The key constraint fit comes from avoiding per-deletion simulation and relying on frequency structure instead of dynamic graph updates.
Test Cases
import sys, io
def run(inp: str) -> str:
sys.stdin = io.StringIO(inp)
return sys.stdout.getvalue()
# NOTE: placeholder since full solution integration omitted in template style
# custom structural tests
assert True
| Test input | Expected output | What it validates |
|---|---|---|
| 1\n1 1 1 | 0 | single point edge case |
| 3\n1 1 1\n2 2 2\n3 3 3 | 0 3 3 | all isolated coordinates |
| 3\n1 1 1\n1 1 2\n1 1 3 | 0 0 2 | shared x-group behavior |
Edge Cases
For a single point, all coordinate frequencies are 1, so density is always 0. The algorithm correctly classifies it as valid only for k=0.

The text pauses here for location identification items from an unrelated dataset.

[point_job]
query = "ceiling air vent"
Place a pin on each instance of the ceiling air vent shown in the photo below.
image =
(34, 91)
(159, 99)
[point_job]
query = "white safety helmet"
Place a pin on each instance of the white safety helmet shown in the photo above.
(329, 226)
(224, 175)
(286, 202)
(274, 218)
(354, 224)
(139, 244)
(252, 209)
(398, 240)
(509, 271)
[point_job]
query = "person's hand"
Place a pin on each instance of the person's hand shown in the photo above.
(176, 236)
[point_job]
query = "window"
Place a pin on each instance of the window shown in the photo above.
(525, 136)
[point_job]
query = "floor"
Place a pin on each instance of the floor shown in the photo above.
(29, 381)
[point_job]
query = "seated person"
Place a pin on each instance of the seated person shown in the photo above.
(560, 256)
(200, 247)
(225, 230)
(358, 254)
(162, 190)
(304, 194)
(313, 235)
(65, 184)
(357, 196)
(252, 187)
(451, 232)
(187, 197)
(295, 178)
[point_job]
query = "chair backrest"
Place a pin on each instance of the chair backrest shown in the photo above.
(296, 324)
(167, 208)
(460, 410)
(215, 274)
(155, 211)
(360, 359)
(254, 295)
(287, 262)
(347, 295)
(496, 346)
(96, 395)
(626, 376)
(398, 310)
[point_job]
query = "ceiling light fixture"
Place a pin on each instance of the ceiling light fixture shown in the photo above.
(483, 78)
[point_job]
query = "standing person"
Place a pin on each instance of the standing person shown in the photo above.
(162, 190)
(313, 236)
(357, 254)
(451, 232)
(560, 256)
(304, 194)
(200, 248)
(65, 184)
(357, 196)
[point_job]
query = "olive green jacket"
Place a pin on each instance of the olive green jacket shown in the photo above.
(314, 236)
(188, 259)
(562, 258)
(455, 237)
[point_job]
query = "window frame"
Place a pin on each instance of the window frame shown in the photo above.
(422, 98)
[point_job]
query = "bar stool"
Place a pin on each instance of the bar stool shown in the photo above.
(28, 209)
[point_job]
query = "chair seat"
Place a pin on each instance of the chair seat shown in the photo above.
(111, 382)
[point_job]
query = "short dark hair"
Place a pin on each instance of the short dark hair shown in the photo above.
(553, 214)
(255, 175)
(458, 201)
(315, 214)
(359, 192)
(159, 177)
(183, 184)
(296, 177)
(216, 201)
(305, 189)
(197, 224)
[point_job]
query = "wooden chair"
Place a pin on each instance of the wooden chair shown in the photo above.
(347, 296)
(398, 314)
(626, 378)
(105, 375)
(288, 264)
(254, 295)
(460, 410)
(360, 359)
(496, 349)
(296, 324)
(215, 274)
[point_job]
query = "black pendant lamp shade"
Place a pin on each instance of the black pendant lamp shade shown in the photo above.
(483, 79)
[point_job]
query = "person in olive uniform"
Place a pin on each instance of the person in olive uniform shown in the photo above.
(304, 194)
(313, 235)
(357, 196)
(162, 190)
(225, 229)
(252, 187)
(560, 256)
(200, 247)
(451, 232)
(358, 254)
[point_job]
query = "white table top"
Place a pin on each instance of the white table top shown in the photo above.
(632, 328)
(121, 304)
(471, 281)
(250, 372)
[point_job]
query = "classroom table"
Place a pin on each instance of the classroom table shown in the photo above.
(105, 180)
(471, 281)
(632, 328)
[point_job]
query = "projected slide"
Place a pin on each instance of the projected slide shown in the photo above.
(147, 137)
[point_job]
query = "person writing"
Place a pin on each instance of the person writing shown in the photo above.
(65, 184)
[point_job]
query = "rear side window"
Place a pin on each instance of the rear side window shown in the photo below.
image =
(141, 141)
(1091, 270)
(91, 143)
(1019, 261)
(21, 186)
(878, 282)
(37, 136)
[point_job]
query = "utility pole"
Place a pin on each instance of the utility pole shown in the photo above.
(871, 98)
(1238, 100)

For completely distinct coordinates, every frequency map returns 1 everywhere, so for any k≥1 no point is supported, leading to full deletion counts.
For highly skewed input where many points share one coordinate, that coordinate dominates support for small k but stops being relevant once k exceeds its group size minus one. The frequency-based condition captures this threshold exactly without any need to simulate removals.